I’m only applying ED II to Stern, but they don’t really mind if you don’t have them (a lot of their testing requirements are individual, so if you want to add more things, you can).
Our curriculum is very out there - it’s hard to tell half the time what I have a chance for when I have two C+'s and a 4.2 (out of 4.0) weighted GPA. I looked at UCLA and it looks like I have a solid chance there, as far as their test score averages look - any opinions?
Hopefully I can push the SAT up a lot more in the next couple of months.
I do not believe your chances are good for UCLA and UCSD (though you should apply if you have great interest on them).

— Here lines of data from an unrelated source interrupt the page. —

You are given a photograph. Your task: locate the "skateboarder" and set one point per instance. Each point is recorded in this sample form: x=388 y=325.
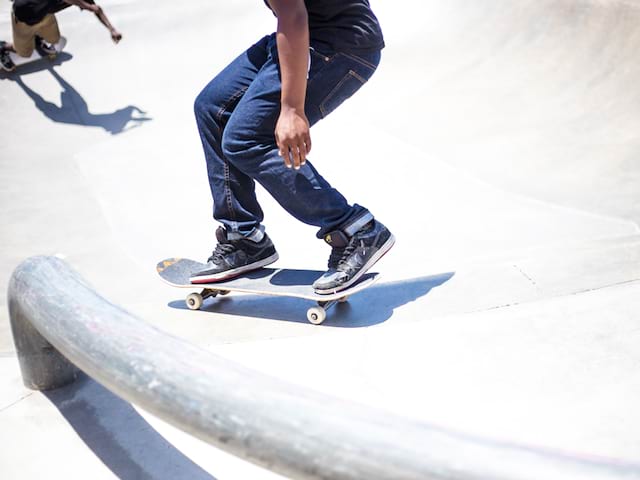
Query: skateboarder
x=254 y=119
x=34 y=25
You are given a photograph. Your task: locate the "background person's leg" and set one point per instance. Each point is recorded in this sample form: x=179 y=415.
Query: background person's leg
x=23 y=37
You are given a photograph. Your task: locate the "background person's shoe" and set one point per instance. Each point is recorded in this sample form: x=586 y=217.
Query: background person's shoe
x=235 y=257
x=45 y=49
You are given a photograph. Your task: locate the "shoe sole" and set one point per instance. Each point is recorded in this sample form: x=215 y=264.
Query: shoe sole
x=367 y=266
x=229 y=274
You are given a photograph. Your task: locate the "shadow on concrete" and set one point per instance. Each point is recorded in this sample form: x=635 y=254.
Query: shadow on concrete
x=119 y=436
x=369 y=307
x=74 y=110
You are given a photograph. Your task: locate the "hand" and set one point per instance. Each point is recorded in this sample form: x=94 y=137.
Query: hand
x=293 y=137
x=116 y=36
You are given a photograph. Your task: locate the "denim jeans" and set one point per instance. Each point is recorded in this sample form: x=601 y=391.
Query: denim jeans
x=236 y=115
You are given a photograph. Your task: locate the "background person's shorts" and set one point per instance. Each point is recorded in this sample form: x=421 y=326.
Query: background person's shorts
x=24 y=35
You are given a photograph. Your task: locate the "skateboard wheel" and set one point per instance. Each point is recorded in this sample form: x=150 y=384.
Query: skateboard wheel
x=316 y=315
x=194 y=301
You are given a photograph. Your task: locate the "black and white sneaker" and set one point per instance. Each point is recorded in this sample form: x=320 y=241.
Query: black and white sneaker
x=45 y=49
x=5 y=58
x=235 y=257
x=350 y=261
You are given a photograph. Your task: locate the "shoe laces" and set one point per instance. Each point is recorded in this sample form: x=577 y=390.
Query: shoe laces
x=221 y=251
x=340 y=256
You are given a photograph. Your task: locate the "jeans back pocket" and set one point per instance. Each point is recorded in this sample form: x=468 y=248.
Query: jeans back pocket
x=347 y=86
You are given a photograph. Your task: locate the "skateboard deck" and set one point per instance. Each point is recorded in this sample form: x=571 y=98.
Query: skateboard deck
x=265 y=281
x=35 y=56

However, for more realistic chances, you better target mid-tier UCs instead.
I am really interested in both, but I think I can push my SAT up to mid-2200s by the December test. Do I stand a chance if I have that, the GPA, and an outstanding essay and ECs? I just want to see what I can do to fix it, since there’s been a lot of personal stuff (along with the new curriculums) that also contributed to my grades last year…
^ To answer your above question (and in the absence of clarity in your UW GPA), how many B’s did you get beside those 2 C’s?
Freshman year: 6
Sophomore year: 6
Junior year: 4
My mistake, I thought I’d gotten two C+'s last year, but I think the engineering teacher added our final project grades, so it went up to a B. The only other C+ is from freshman year and is a combined score from our intro classes for electrical engineering and civil engineering. But again, like I said before, the school is strangely rigorous and our workload sometimes rivals that of a college student. I suppose they’d take ranking and school type (STEM) into consideration as well?